The acquisition was announced by Fossil alongside its 3Q15 report. Fossil’s results and forward guidance disappointed investors, causing the company’s shares to decline more than 15 percent in extended-hours trading. It posted net quarterly income of $57.5 million, compared with $103.7 million in the third quarter of 2014, and revenue fell to $771.3 million from $894.5 million a year ago. The company’s management referred to the current environment for its product line as “challenging”.
Fossil reports sales of more than 50 million watches and accessories per year, and has recently unveiled a set of wearable devices including fitness bands and smartwatches (see Instant Insight: Fossil Announces Fossil Q Line of Wearable Devices). The acquisition of Misfit will enable even more of Fossil’s products to become connected.

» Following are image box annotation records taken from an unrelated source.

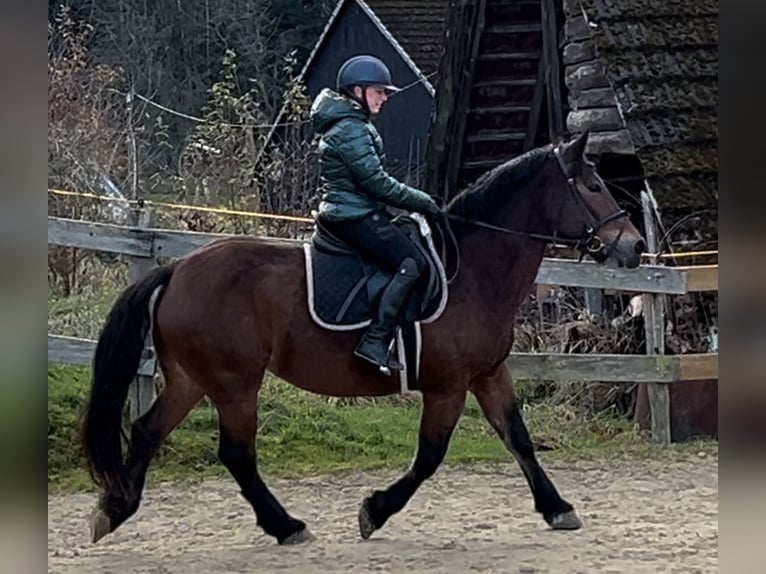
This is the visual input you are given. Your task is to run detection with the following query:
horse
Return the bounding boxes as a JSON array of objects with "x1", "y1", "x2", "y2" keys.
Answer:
[{"x1": 82, "y1": 133, "x2": 645, "y2": 544}]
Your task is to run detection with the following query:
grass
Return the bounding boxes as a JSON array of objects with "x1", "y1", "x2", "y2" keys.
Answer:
[{"x1": 48, "y1": 365, "x2": 717, "y2": 492}]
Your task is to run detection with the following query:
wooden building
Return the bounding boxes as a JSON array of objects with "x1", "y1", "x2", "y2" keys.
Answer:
[
  {"x1": 427, "y1": 0, "x2": 718, "y2": 244},
  {"x1": 269, "y1": 0, "x2": 448, "y2": 184}
]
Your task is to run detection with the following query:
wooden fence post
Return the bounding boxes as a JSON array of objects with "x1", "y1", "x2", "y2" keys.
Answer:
[
  {"x1": 641, "y1": 191, "x2": 671, "y2": 445},
  {"x1": 128, "y1": 207, "x2": 157, "y2": 422}
]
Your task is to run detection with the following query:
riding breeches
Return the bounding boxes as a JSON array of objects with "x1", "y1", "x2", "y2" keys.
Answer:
[{"x1": 322, "y1": 213, "x2": 428, "y2": 276}]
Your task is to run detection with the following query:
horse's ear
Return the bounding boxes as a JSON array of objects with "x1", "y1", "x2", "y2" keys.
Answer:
[{"x1": 564, "y1": 130, "x2": 588, "y2": 165}]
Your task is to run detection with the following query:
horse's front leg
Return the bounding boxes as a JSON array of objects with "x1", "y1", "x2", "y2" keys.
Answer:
[
  {"x1": 470, "y1": 363, "x2": 582, "y2": 530},
  {"x1": 359, "y1": 390, "x2": 466, "y2": 539}
]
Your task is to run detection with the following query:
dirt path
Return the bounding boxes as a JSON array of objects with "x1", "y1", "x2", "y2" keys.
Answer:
[{"x1": 48, "y1": 455, "x2": 718, "y2": 574}]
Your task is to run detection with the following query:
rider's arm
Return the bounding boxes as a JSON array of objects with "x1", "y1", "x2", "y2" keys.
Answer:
[{"x1": 335, "y1": 121, "x2": 439, "y2": 213}]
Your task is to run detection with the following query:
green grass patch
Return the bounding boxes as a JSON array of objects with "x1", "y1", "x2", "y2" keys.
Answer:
[{"x1": 48, "y1": 365, "x2": 717, "y2": 491}]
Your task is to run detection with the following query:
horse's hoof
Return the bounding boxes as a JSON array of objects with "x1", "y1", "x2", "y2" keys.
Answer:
[
  {"x1": 359, "y1": 498, "x2": 377, "y2": 540},
  {"x1": 550, "y1": 510, "x2": 582, "y2": 530},
  {"x1": 281, "y1": 528, "x2": 316, "y2": 544},
  {"x1": 90, "y1": 507, "x2": 112, "y2": 544}
]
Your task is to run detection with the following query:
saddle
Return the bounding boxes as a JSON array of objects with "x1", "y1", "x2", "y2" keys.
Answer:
[{"x1": 303, "y1": 213, "x2": 449, "y2": 390}]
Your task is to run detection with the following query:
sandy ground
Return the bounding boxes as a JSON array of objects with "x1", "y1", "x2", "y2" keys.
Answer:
[{"x1": 48, "y1": 455, "x2": 718, "y2": 574}]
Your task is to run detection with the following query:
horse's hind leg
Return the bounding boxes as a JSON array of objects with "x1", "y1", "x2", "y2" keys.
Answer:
[
  {"x1": 91, "y1": 362, "x2": 204, "y2": 542},
  {"x1": 470, "y1": 364, "x2": 582, "y2": 530},
  {"x1": 216, "y1": 382, "x2": 314, "y2": 544},
  {"x1": 359, "y1": 391, "x2": 465, "y2": 539}
]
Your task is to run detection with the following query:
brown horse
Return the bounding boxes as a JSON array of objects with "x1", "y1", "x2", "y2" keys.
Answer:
[{"x1": 83, "y1": 135, "x2": 644, "y2": 544}]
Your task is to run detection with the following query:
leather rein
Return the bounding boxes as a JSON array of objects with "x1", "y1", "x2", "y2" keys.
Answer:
[{"x1": 432, "y1": 146, "x2": 628, "y2": 283}]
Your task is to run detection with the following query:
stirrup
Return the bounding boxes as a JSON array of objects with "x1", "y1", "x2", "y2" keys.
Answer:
[{"x1": 354, "y1": 349, "x2": 404, "y2": 376}]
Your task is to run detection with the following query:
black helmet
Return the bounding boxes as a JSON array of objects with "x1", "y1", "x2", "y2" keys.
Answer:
[{"x1": 335, "y1": 55, "x2": 399, "y2": 92}]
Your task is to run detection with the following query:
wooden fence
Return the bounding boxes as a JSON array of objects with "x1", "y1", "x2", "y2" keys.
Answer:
[{"x1": 48, "y1": 214, "x2": 718, "y2": 444}]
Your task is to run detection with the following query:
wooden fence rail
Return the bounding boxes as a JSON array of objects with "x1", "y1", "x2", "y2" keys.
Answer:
[
  {"x1": 48, "y1": 213, "x2": 718, "y2": 443},
  {"x1": 48, "y1": 217, "x2": 696, "y2": 295}
]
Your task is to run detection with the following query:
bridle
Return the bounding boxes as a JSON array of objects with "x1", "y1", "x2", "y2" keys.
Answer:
[{"x1": 442, "y1": 145, "x2": 628, "y2": 282}]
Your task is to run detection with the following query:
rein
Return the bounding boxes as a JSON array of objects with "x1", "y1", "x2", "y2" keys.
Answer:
[{"x1": 437, "y1": 147, "x2": 628, "y2": 284}]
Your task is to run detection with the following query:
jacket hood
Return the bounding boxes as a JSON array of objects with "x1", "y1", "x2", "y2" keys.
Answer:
[{"x1": 310, "y1": 88, "x2": 369, "y2": 134}]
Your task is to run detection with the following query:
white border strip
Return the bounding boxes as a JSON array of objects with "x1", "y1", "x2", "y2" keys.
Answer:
[{"x1": 303, "y1": 243, "x2": 372, "y2": 331}]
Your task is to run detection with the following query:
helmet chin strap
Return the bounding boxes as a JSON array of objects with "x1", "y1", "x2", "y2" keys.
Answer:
[{"x1": 348, "y1": 86, "x2": 372, "y2": 114}]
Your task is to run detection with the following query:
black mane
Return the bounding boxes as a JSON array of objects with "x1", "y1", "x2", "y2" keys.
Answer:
[{"x1": 447, "y1": 147, "x2": 550, "y2": 219}]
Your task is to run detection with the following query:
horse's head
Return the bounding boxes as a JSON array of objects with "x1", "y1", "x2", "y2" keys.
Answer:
[{"x1": 549, "y1": 132, "x2": 646, "y2": 268}]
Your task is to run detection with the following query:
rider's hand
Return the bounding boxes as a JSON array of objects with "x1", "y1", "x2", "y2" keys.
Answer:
[{"x1": 423, "y1": 200, "x2": 441, "y2": 215}]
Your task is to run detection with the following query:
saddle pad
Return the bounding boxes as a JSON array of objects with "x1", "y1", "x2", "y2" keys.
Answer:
[{"x1": 303, "y1": 213, "x2": 449, "y2": 331}]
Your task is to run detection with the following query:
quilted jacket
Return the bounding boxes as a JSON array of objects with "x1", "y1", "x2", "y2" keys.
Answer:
[{"x1": 311, "y1": 88, "x2": 438, "y2": 221}]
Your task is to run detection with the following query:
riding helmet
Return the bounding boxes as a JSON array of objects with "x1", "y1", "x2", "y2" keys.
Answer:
[{"x1": 335, "y1": 55, "x2": 399, "y2": 92}]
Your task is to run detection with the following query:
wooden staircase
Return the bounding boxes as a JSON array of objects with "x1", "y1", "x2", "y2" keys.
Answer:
[{"x1": 457, "y1": 0, "x2": 548, "y2": 188}]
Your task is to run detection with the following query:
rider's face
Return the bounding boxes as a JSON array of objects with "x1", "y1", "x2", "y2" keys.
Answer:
[{"x1": 354, "y1": 86, "x2": 388, "y2": 114}]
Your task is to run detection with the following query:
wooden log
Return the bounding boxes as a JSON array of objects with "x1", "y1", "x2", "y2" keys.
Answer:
[
  {"x1": 564, "y1": 60, "x2": 609, "y2": 91},
  {"x1": 564, "y1": 14, "x2": 591, "y2": 42},
  {"x1": 585, "y1": 129, "x2": 636, "y2": 155},
  {"x1": 567, "y1": 106, "x2": 624, "y2": 133},
  {"x1": 562, "y1": 40, "x2": 596, "y2": 66},
  {"x1": 569, "y1": 87, "x2": 622, "y2": 109}
]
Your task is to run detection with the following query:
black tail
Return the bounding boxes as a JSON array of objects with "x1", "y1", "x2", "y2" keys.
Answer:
[{"x1": 82, "y1": 265, "x2": 175, "y2": 496}]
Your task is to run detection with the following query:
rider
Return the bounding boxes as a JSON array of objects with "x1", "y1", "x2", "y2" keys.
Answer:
[{"x1": 311, "y1": 55, "x2": 439, "y2": 376}]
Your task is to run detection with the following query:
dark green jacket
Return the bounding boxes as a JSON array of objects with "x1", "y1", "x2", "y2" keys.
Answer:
[{"x1": 311, "y1": 89, "x2": 436, "y2": 221}]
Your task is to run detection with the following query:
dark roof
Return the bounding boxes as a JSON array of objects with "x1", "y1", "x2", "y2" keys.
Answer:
[
  {"x1": 580, "y1": 0, "x2": 718, "y2": 212},
  {"x1": 365, "y1": 0, "x2": 449, "y2": 78}
]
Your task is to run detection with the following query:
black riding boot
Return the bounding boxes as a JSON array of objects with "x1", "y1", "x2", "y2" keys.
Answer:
[{"x1": 354, "y1": 257, "x2": 419, "y2": 372}]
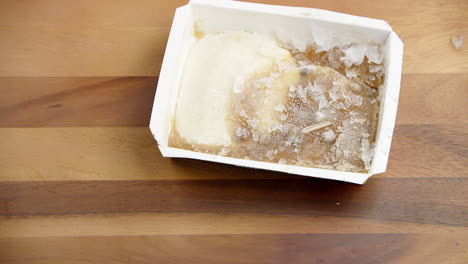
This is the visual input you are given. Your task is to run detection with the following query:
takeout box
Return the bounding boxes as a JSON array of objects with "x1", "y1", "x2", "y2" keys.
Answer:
[{"x1": 150, "y1": 0, "x2": 403, "y2": 184}]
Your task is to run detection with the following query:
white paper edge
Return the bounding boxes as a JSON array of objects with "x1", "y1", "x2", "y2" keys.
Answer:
[
  {"x1": 370, "y1": 32, "x2": 403, "y2": 174},
  {"x1": 149, "y1": 5, "x2": 190, "y2": 144},
  {"x1": 189, "y1": 0, "x2": 392, "y2": 32},
  {"x1": 159, "y1": 145, "x2": 371, "y2": 184},
  {"x1": 150, "y1": 0, "x2": 403, "y2": 184}
]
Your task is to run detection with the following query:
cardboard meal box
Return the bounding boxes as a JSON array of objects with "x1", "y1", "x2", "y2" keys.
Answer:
[{"x1": 150, "y1": 0, "x2": 403, "y2": 184}]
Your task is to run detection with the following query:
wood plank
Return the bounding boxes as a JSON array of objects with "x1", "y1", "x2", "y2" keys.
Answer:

The initial focus of connectivity will be on watches, but Fossil says that its portfolio of accessories will also become connected — a reference to the Internet of Things. Fossil will utilise Misfit’s existing cloud-based platform, device applications, intellectual property rights and talent pool to expand further into wearables and connectivity.
In addition to its own-branded watches, Fossil manufactures devices using leading style names including Adidas, Burberry, Diesel, DKNY, Emporio Armani and Michael Kors, and these could also benefit from Misfit’s platform.
CCS Insight believes that the introduction of the Apple Watch was a key incentive for the acquisition, as the device puts pressure on the makers of traditional watches. CCS Insight’s recently released wearables survey indicated high consumer awareness of the Apple Watch, which had leaped ahead to define the product segment. The survey outlines, unsurprisingly, that Apple has the lead in wearables mindshare.
CCS Insight had predicted more deals and partnerships among makers of wearables and watches (see Instant Insight: Baselworld 2015, for example). A series of acquisitions earlier in 2015 included moves by Adidas (which acquired app maker Runtastic), Amer Sports (which acquired Sports Tracker) and Under Armour (which acquired Endomondo, MapMyFitness and MyFitnessPal).
We see Fossil’s acquisition of Misfit as a smart move that should support Fossil’s transition into connected things. The company will continue to face challenges as the market for watches shifts into smart devices and centres on ecosystems from Apple and Google, but Fossil’s own-brand portfolio and array of top partners provides it with a strong chance of staying relevant.